MY LOVE LANGUAGE

MY LOVE LANGUAGE

Feb 05, 2026Perrine Prieur

Five wines I cannot live without

Love, for me, is rarely loud. It’s patient. It’s layered. It’s built over time, through repetition, trust, and emotion. Wine speaks that same language. Certain bottles don’t just please my palate—they ground me, move me, and remind me why I chose this life in wine.

These are not trend wines. They are relationship wines.
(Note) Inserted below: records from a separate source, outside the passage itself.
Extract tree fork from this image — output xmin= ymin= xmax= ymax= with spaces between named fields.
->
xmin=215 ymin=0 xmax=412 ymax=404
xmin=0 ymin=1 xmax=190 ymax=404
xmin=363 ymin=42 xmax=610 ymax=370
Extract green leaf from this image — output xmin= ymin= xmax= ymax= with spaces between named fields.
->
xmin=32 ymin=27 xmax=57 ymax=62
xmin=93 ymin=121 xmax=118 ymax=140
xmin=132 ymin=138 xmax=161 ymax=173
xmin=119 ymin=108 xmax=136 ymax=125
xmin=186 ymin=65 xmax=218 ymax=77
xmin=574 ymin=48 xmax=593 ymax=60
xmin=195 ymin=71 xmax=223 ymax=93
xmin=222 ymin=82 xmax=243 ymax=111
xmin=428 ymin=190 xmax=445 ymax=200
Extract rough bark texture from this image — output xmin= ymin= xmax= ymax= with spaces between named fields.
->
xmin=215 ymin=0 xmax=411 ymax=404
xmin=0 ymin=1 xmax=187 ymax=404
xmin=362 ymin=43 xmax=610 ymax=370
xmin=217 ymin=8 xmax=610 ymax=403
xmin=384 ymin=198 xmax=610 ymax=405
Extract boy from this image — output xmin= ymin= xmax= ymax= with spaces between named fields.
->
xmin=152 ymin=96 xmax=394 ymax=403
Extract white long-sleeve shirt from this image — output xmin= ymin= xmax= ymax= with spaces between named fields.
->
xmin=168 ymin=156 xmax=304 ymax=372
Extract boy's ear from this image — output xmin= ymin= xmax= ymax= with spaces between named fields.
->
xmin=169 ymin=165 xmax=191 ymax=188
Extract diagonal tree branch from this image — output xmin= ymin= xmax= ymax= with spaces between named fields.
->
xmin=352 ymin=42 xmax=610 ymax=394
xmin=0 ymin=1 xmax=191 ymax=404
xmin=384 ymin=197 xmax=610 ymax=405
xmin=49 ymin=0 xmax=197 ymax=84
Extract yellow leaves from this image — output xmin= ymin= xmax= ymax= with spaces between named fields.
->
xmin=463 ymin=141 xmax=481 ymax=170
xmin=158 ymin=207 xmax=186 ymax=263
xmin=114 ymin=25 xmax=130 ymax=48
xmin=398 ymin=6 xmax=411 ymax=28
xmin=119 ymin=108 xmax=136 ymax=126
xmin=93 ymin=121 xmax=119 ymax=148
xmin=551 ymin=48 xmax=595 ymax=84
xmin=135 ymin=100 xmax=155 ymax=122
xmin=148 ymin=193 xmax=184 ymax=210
The ones I come back to, again and again, because they say something essential about who I am and how I taste.

Champagne as a Beginning (and an Ending)

2010 Domaine Les Monts Fournois “Côte Vertus Premier Cru” Brut — Champagne 


Champagne is my punctuation mark. It opens conversations, seals memories, and often says what words cannot.

From Domaine Les Monts Fournois, this Premier Cru from Vertus is everything I love about grower Champagne: precision, restraint, and quiet confidence. The 2010 vintage brings tension and depth—chalk, citrus peel, orchard fruit, and that unmistakable saline finish that keeps pulling you back.

This is not a flashy Champagne. It’s thoughtful. It rewards attention. Like love that deepens over time, it doesn’t rush to impress—it stays.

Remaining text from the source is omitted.